As the novel progresses, and we find out more about the site of the campus, and the inhabitants of the camp, it does start to get slightly more thrillerish. Both Rose and Grant will wonder what’s going on, and as they uncover more of what’s really happening up there, it becomes a dangerous game. We’ll find out how the White Alice group fit into all this too. This novel has a strong feminist slant, although I’m glad to report not all of the men are bad, but there is plenty of toxic masculinity on show. It was a good and well-crafted read, but not outstanding (see again what Laura thought of this book).

Source: Own copy. John Murray, 2023, hardback, 284 pages. BUY at Blackwell’s or Amazon UK via my affiliate links.

6 thoughts on “20 Books of Summer – final review part 2 – books #23-24, Smythe & Sterling

  1. Laura says:

    Thanks for linking to my reviews! We’re on the same page with these two. I was disappointed by The Edge because I felt it read like a psychological thriller and am very burnt out by that genre – although I do think the point of Smythe’s quartet is that he’s exploring different genre conventions.

    And exciting that you’re running 20 Books of Summer next year!

    • AnnaBookBel says:

      Definitely on the same page.

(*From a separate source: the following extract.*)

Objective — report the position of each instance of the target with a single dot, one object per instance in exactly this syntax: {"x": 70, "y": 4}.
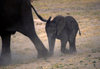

I didn’t mind the more conventional style of The Edge, but after the first two’s different weirds, it did seem a little ordinary by comparison! I haven’t read the final book yet, so I hope it sets it up. Jeff Vandermeer did the same with the Southern Reach trilogy – different genre conventions in each – it’ll be interesting to see what he does in the new fourth book out soon (I can’t wait for that one!).

      • Laura says:

        Oh interesting – I liked Annihilation but didn’t think I could read more books like it – I’d be much more interested in the rest if they are distinctively different.

        • AnnaBookBel says:

          Yes, the first is an eco-thriller, the second is a (corporate) spy-thriller, the third is weird and meshing multiple timelines. I really loved the first, loved the second – which resonated hugely with my love of espionage books, and think I got the third’s weird fun!

    • AnnaBookBel says:

      It does wonders for my TBR too – I couldn’t let it fade away. Emma (Words & Peace) and I will sort it out.